An Information Geometric Treatment of Maximum Likelihood Criteria and Generalization in Hidden Markov Modeling
Publication or External Link
It is shown here that several techniques for masimum likelihood training of Hidden Markov Models are instances of the EM algorithm and have very similar descriptions when formulated as instances of the Alternating Minimization procedure. The N-Best and Segmental K-Means algorithms are derived under a minimum discrimination information criterion and are shown to result from an additional restriction placed on the minimum discrimination information formulation which yields the Baum Welch algorithm. This uniform formulation is employed in an exploration of generalization by the EM algorithm.
It has been noted that the EM algorithm can introduce artifacts as training progresses. A related phenomenon is that over-training can occur; although the performance as measured on the training set continues to improve as the algorithm progresses, performance on related data sets may eventually begin to deteriorate.
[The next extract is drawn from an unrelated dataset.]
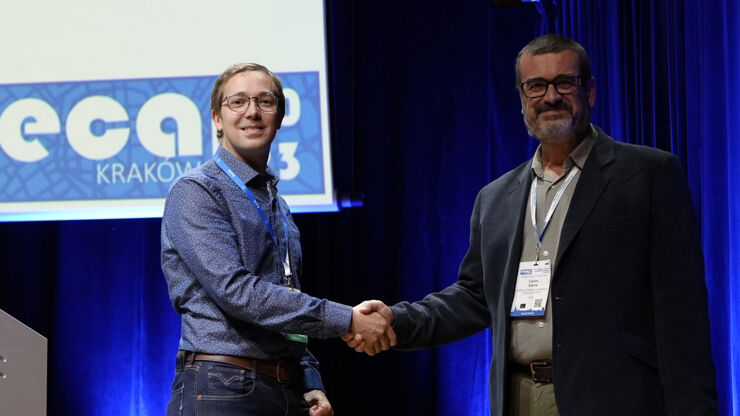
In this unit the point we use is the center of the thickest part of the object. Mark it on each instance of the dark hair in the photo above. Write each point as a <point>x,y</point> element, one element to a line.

This is inherent in the maximum likelihood criterion and its cause can be seen when the training problem is stated in the Alternating Minimization framework. A modification of the maximum likelihood training criterion is suggested to counter this behavior and is applied to the broader problem of maximum likelihood training of exponential models from incomplete data. It leads to a simple modification of the learning algorithms which relates generalization to learning speed. Relationships to other techniques which encourage generalization, particularly methods of incorporating prior information, are discussed.